New command: xtset
A new command, xtset replaces the i(groupvar) and t(timevar) (but they can still be used). The advantage is that you only have to use xtset once for your dataset, rather than every time you run an analysis. For example:
xtset idcode year
panel variable: idcode (unbalanced)
time variable: year, 70 to 88, but with gaps
delta: 1 unitxtset also allows the delta option sets the periodicity of timevar, most frequently used with %tc (time clock) where time is recorded in ms but the actual data was not collected that frequently. For example, for hourly data, one would declare delta((60*60*1000)) or delta(hours).
New Models: xtmelogit and xtmepoisson
Mixed models for dichotomous (xtmelogit) and count (xtmepoisson) outcomes!
The data for this example are from a survey of women in Bangladesh about
their contraceptive use. The level 1 variables are:
c_use: contraceptive use
age: woman's age (mean centered)
child1: one child
child2: two children
child3: three or more children
urban: dummy for urban vs. rural
use http://www.stata-press.com/data/r10/bangladesh.dta
(Bangladesh Fertility Survey, 1989)
xtset district
panel variable: district (unbalanced)
xtmelogit c_use urban age child1 child2 child3 || district: urban, cov(un)
Refining starting values:
Iteration 0: log likelihood = -1215.8594 (not concave)

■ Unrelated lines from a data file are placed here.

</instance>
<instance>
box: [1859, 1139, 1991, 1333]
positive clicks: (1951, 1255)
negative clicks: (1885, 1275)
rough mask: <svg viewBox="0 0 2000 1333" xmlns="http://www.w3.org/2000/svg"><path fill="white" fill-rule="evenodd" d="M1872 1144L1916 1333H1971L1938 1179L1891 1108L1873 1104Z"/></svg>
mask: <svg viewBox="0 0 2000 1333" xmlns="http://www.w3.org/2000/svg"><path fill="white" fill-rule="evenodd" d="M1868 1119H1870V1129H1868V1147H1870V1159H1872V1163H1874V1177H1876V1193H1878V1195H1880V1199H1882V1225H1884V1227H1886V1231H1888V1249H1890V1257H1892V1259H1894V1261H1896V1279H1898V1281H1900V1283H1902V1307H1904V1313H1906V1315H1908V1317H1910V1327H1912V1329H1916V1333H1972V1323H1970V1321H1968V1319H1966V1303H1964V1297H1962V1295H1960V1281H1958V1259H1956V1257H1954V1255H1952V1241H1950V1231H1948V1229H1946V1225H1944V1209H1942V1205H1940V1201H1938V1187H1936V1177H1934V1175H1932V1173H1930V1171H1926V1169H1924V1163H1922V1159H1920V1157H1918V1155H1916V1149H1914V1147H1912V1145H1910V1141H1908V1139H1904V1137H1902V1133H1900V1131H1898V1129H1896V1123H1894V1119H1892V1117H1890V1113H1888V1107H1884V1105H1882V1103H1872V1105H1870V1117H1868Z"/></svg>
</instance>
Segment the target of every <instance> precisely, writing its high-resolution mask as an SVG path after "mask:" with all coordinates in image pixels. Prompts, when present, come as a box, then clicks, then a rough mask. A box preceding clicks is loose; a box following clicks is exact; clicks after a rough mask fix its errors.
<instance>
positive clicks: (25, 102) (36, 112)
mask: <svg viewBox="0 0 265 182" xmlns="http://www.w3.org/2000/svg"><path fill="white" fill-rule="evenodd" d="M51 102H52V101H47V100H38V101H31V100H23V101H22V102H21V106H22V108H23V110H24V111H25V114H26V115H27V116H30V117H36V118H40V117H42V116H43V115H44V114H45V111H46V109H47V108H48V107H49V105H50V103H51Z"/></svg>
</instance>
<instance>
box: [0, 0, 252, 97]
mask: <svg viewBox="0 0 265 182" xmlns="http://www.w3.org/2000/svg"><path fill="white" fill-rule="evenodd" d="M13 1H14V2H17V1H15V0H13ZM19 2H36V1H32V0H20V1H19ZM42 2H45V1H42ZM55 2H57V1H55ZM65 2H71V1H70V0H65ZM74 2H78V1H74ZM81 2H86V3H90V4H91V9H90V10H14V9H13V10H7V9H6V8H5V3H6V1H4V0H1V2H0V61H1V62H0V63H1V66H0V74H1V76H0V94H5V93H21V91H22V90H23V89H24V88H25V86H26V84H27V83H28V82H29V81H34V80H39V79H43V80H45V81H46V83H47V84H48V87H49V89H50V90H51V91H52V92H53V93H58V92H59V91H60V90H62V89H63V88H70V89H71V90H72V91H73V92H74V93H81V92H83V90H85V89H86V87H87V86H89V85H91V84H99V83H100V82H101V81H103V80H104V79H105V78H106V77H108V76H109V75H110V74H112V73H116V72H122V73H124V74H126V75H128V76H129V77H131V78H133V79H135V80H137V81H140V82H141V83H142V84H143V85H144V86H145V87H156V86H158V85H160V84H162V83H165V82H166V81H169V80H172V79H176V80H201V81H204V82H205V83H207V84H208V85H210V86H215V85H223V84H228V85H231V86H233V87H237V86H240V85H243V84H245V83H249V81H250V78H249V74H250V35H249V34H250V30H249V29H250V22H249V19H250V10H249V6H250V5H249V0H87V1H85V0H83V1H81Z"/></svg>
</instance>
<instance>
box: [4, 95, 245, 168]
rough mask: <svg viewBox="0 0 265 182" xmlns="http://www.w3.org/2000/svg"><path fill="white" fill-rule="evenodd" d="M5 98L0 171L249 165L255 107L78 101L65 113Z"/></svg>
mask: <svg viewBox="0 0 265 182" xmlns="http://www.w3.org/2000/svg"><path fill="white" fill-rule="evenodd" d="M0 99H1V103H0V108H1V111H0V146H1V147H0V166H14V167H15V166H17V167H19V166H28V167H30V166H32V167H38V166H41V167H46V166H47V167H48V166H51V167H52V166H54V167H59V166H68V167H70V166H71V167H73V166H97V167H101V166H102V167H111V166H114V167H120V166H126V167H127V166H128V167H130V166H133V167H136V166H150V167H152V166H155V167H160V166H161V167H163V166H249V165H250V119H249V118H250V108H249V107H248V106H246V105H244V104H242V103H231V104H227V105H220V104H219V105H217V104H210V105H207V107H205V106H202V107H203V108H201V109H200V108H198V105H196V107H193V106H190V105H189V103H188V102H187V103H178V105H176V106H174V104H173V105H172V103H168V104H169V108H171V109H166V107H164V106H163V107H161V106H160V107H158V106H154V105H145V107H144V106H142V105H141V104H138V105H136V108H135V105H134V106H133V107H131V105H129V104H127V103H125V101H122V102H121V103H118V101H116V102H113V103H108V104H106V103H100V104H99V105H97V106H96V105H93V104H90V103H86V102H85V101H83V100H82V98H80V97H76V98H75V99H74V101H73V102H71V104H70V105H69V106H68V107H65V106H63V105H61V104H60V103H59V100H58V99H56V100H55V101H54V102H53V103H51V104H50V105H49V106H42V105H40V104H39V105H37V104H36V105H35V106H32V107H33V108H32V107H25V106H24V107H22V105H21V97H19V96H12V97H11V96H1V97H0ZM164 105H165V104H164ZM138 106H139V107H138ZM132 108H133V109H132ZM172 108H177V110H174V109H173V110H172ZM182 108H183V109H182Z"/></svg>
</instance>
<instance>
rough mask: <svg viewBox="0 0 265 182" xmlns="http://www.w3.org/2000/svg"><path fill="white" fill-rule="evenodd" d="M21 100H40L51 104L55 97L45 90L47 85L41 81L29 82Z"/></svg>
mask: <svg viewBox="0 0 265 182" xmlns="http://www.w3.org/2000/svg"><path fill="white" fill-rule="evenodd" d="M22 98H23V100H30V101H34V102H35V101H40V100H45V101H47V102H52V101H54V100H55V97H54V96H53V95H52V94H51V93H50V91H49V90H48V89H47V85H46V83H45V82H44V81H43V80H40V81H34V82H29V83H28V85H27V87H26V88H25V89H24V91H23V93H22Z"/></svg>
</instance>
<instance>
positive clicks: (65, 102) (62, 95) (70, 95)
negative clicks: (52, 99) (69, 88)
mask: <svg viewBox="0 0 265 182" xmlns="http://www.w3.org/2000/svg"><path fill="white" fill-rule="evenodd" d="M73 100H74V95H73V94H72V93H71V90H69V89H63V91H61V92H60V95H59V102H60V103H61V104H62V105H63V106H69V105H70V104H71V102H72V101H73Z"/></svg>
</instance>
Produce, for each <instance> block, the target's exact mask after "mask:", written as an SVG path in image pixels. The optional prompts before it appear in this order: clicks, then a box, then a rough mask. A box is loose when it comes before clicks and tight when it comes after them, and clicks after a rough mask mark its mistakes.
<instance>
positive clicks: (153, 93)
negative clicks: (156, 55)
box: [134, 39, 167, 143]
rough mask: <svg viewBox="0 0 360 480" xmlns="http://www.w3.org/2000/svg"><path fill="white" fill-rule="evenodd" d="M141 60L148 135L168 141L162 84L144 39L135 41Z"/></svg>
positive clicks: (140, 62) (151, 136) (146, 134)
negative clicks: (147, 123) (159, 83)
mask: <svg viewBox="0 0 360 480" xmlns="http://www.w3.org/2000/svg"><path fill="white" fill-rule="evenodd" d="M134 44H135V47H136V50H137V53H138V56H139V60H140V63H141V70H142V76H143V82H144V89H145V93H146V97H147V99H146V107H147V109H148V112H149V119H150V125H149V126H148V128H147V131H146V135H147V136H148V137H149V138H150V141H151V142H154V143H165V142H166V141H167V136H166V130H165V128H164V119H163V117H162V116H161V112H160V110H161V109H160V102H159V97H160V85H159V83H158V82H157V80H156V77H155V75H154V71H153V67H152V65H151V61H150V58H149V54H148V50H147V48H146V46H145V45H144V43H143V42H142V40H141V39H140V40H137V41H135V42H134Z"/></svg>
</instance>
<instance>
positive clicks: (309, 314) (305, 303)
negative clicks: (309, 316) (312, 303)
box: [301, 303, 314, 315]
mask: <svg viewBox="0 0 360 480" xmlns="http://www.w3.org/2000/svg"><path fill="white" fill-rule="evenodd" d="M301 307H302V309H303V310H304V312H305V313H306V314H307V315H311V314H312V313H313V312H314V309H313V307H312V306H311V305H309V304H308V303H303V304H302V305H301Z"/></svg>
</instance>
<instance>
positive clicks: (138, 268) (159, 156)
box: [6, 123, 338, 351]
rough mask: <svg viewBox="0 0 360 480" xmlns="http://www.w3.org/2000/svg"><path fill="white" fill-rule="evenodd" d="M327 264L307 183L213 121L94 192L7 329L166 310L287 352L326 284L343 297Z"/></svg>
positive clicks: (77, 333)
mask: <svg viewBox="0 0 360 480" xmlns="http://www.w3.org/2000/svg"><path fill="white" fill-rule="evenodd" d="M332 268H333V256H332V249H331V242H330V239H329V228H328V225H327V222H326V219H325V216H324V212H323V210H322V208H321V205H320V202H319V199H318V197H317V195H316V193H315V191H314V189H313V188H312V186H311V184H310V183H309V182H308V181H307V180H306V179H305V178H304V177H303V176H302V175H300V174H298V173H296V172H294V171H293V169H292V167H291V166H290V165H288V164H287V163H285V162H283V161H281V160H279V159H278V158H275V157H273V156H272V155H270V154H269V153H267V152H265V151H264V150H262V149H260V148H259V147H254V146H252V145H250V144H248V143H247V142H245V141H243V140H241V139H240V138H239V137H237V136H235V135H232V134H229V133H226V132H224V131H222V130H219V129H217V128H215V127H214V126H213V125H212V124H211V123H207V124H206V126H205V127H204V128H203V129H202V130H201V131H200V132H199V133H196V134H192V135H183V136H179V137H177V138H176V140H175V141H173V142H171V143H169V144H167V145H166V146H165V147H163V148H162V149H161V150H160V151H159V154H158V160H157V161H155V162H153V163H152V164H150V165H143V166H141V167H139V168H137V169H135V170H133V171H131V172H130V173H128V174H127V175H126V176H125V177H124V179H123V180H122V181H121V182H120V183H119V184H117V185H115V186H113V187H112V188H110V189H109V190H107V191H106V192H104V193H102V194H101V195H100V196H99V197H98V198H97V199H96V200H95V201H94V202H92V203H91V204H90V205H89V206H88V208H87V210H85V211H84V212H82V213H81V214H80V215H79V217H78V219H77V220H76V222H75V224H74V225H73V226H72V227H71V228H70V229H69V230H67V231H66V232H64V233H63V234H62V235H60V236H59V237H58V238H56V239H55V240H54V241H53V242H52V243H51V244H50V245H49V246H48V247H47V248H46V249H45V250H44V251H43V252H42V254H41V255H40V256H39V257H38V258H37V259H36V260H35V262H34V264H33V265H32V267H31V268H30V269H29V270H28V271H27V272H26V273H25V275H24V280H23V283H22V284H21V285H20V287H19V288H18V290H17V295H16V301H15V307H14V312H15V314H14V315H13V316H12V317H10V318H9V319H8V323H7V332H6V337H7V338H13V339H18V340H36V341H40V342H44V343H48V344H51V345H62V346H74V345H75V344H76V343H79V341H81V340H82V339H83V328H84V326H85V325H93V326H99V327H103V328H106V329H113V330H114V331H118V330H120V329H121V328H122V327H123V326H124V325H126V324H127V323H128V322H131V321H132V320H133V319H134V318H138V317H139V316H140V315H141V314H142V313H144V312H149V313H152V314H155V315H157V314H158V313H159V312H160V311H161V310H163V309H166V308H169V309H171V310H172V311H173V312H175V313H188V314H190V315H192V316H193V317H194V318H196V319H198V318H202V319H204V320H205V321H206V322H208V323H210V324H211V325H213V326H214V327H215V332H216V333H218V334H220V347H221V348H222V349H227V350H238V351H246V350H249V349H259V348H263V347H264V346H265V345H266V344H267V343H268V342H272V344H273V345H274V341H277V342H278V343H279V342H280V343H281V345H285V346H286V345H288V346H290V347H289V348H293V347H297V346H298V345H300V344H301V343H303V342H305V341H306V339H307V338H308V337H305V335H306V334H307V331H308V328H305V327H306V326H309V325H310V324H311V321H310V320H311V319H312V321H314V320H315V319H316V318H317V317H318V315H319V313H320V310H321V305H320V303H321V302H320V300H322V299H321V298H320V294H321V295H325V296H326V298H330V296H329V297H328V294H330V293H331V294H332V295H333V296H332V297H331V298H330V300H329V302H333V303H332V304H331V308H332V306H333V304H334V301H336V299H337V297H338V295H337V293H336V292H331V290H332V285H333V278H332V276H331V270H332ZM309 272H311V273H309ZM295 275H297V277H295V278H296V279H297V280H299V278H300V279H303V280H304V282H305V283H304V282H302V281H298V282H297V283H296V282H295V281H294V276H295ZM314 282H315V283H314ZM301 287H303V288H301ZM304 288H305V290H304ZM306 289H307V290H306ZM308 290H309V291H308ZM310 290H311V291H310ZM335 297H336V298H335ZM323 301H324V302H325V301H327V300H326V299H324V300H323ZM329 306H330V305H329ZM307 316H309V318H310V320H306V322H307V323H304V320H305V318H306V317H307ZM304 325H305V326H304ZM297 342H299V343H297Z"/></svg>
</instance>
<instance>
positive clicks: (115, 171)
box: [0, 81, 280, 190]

Iteration 1: log likelihood = -1204.0802
Iteration 2: log likelihood = -1199.7943
Performing gradient-based optimization:
Iteration 0: log likelihood = -1199.7943
Iteration 1: log likelihood = -1199.4697
Iteration 2: log likelihood = -1199.3158
Iteration 3: log likelihood = -1199.315
Iteration 4: log likelihood = -1199.315
Mixed-effects logistic regression Number of obs = 1934
Group variable: district Number of groups = 60
Obs per group: min = 2
avg = 32.2
max = 118
Integration points = 7 Wald chi2(5) = 97.50
Log likelihood = -1199.315 Prob > chi2 = 0.0000
------------------------------------------------------------------------------
c_use | Coef. Std. Err. z P>|z| [95% Conf. Interval]
-------------+----------------------------------------------------------------
urban | .8157872 .1715519 4.76 0.000 .4795516 1.152023
age | -.026415 .008023 -3.29 0.001 -.0421398 -.0106902
child1 | 1.13252 .1603285 7.06 0.000 .8182819 1.446758
child2 | 1.357739 .1770522 7.67 0.000 1.010724 1.704755
child3 | 1.353827 .1828801 7.40 0.000 .9953881 1.712265
_cons | -1.71165 .1605617 -10.66 0.000 -2.026345 -1.396954
------------------------------------------------------------------------------
------------------------------------------------------------------------------
Random-effects Parameters | Estimate Std. Err. [95% Conf. Interval]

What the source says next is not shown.